Granny Paton – b 1815, died 1902. She and Fencible John Paton lived at “Springburn” farm in Bleak House Road. After serving in the British Army for more than 20 years, John became a policeman at Bankfoot in Scotland where he met widow, Jane Robertson. They married in 1843 and in 1847 arrived in Howick on the Minerva. John had joined the army as a drummer-boy and served in the Battle of Waterloo aged 14 years where he was wounded. Granny Paton was known “to be fanatically clean”, loved babies and had no formal nursing training. She had six children and encouraged breastfeeding. Her only “medicine” was a little brandy and water. When she died, she had 82 grandchildren born in New Zealand. John died aged 80 years and Jane remarried Charles Farmer.
Annie Nicholas – b 1815, died 1908. Annie and Fencible Sergeant John Nicholas lived in Cook Street opposite Hawthornden and the parsonage. She delivered seven of Mrs Lush’s nine children. They came from Ireland on the Sir George Seymour, arriving in 1847. They had three children. He was paymaster to the Fencible pensioners. It was customary to name children after the midwife so some became Ann or Nicholas. Living close to the parsonage she could help at a moment’s notice. Blanche Lush used laudanum, a tincture of opium extract, during childbirth. It was advertised as “Godfrey’s Cordial for childbirth and comforter for children”. It was used to quieten upset children, sooth teething pains or to induce sleep.

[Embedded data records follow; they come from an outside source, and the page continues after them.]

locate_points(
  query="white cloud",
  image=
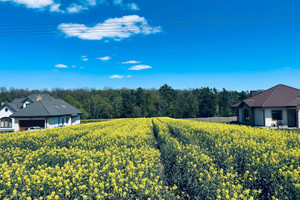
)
(116, 76)
(84, 58)
(33, 3)
(140, 67)
(104, 58)
(114, 28)
(61, 66)
(75, 8)
(131, 62)
(80, 5)
(55, 8)
(133, 6)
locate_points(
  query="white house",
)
(37, 110)
(278, 106)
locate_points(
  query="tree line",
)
(125, 103)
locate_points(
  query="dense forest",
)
(123, 103)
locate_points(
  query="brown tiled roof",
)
(277, 96)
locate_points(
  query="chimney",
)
(39, 98)
(253, 93)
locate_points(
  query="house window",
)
(246, 115)
(277, 114)
(5, 122)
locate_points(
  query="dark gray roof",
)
(46, 107)
(13, 106)
(33, 97)
(277, 96)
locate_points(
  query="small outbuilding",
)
(278, 106)
(37, 110)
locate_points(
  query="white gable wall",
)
(298, 117)
(259, 117)
(9, 112)
(76, 120)
(57, 121)
(268, 116)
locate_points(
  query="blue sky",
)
(237, 45)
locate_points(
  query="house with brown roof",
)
(278, 106)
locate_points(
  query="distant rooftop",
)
(277, 96)
(42, 105)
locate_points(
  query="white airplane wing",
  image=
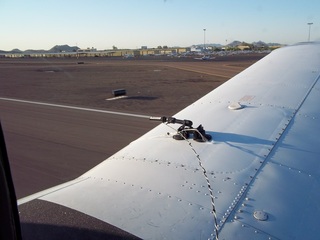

Rev Vicesimus Lush was the 20th child of his father, hence the name Vicesimus. His journal is the only record of births in early Howick. He noted in his journal on February 23, 1852 “at 11 o’clock in the forenoon my dear Blanche had another child, a boy, to our great joy. He is a fine fat little fellow”. He was called Alfred but died in the Howick scarlet fever epidemic of 1854 aged two years. The oldest daughters Charlotte [8 years] and Mary [5 years] were taken to St John’s College where Mrs Sarah Selwyn, [the Bishop’s wife] looked after them while their mother was having a baby.
He continues next day. “Blanche and baby have been doing well all day. The little fellow is the largest and darkest child Blanche has had. He has a good quantity of dark hair, almost as dark as his mother’s”. He sent a note to the girls telling them they had a new brother and their rabbits, kept for the table, also had babies.
Howick’s first hospital was established in 1907 in Selwyn Road. Many Howick residents remember the Howick Obstetric Hospital where mothers spent two weeks before being allowed to resume normal duties at home. Today the old hospital is refurbished as the Gulf Views Rest Home.